PLSQL read value from XML?

Data-Base picture Data-Base · Feb 16, 2011 · Viewed 13.4k times · Source

I have a string with XML code, I want to extract a value from it in PL/SQL to a variable.

The XML is very simple and will not be different than this:

<s:Envelope xmlns:s="http://schemas.xmlsoap.org/soap/envelope/">
    <s:Body>
        <SOAProxyResponse xmlns="http://tempuri.org/">
            <SOAProxyResult>
                There is 23142 Files!
            </SOAProxyResult>
        </SOAProxyResponse>
    </s:Body>
</s:Envelope

How I can get the value "There is 23142 Files!" in the example above into a variable?

Answer

Luke Woodward picture Luke Woodward · Feb 16, 2011

You can use the EXTRACTVALUE function to obtain this value. This function takes two or three parameters:

  • an XMLTYPE object that contains an XML document.
  • an XPath expression that identifies where in the XML the value we want is.
  • (optional) an extra string that binds namespace prefixes to URIs.

In the query below, I've taken the XML you presented above as a string and have created an XMLTYPE object from it.
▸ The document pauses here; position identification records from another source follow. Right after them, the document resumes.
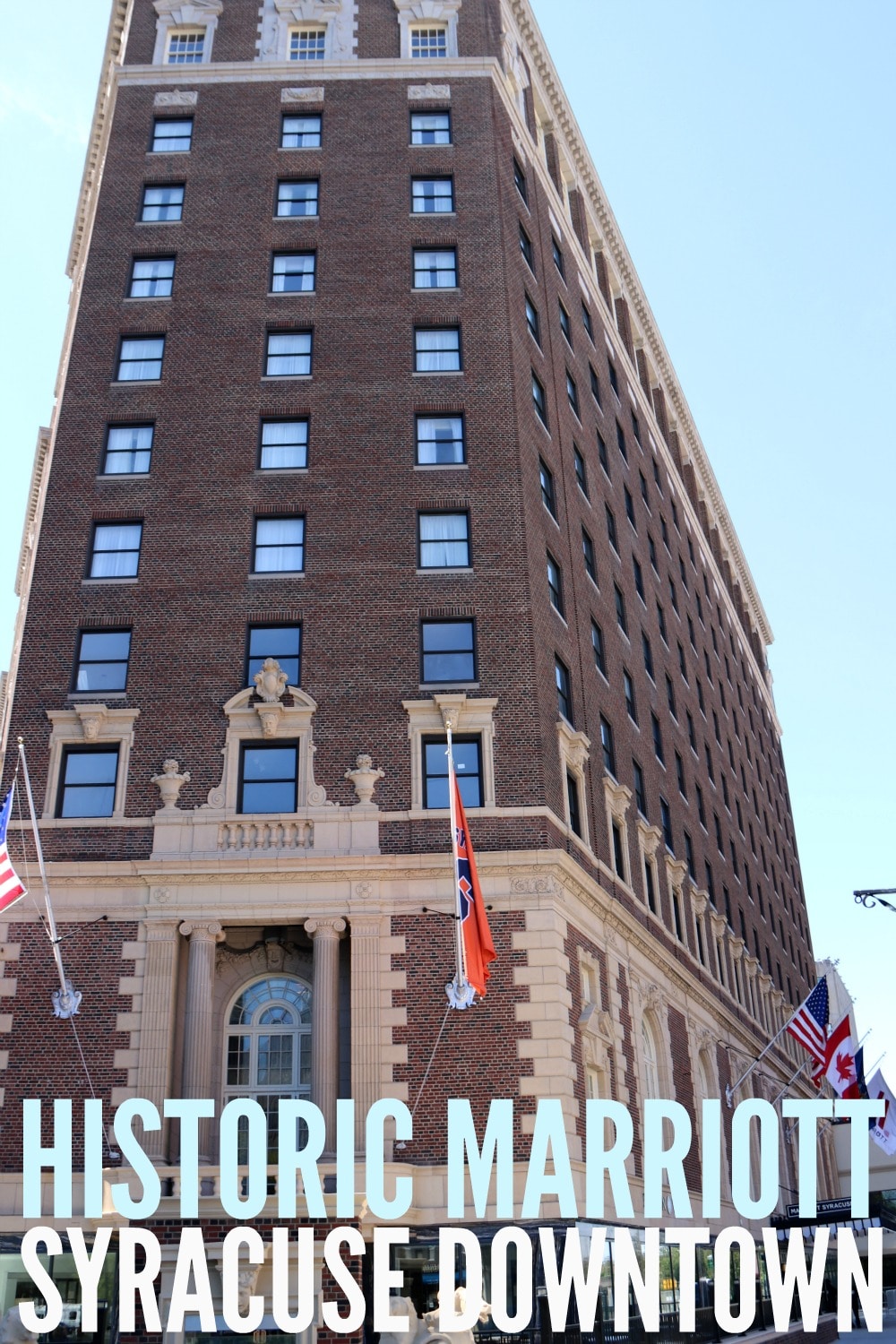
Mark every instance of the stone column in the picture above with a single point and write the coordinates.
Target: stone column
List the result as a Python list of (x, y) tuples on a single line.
[(201, 1038), (325, 933), (156, 1032), (366, 1019)]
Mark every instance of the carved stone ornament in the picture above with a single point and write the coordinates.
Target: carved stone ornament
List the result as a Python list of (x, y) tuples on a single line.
[(169, 784), (177, 99), (365, 779), (271, 682), (306, 94), (429, 93)]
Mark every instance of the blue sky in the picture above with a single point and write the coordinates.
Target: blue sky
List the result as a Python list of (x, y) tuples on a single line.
[(745, 150)]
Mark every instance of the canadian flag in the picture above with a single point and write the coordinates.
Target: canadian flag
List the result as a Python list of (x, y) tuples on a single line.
[(839, 1066)]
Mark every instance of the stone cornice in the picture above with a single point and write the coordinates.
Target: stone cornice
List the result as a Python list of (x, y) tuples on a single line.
[(694, 451)]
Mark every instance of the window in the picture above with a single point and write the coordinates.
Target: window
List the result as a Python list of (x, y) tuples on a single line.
[(282, 642), (102, 661), (525, 247), (280, 545), (161, 203), (607, 746), (564, 690), (611, 529), (627, 690), (440, 440), (152, 277), (680, 776), (297, 199), (548, 497), (621, 609), (116, 550), (293, 273), (640, 789), (573, 803), (140, 359), (665, 822), (555, 583), (268, 777), (657, 738), (185, 47), (88, 782), (289, 355), (435, 269), (128, 449), (648, 656), (284, 445), (578, 461), (306, 43), (468, 768), (587, 551), (268, 1053), (427, 43), (430, 128), (444, 540), (432, 195), (597, 644), (573, 392), (437, 349), (638, 577), (301, 132), (532, 320), (519, 180), (171, 136), (447, 652)]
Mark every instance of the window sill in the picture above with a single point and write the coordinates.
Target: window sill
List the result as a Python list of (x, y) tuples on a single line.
[(93, 582), (277, 574)]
I then use EXTRACTVALUE to get the value you asked for:

SELECT EXTRACTVALUE(XMLTYPE(
    '<s:Envelope xmlns:s="http://schemas.xmlsoap.org/soap/envelope/">
        <s:Body>
            <SOAProxyResponse xmlns="http://tempuri.org/">
                <SOAProxyResult>
                    There is 23142 Files!
                </SOAProxyResult>
            </SOAProxyResponse>
        </s:Body>
    </s:Envelope>'), '//SOAProxyResult', 'xmlns="http://tempuri.org/"') AS result
  FROM dual;

The XPath expression //SOAProxyResult merely returns all SOAProxyResult elements in the document. The third argument to EXTRACTVALUE binds the default namespace to http://tempuri.org/. This is necessary because the SOAProxyResult element in your XML document is within this namespace.

If I run this query, I get the following output:

RESULT
--------------------------------------------------------------------------------

                    There is 23142 Files!

From here, it should hopefully be a trivial modification to put the result of this query into a variable.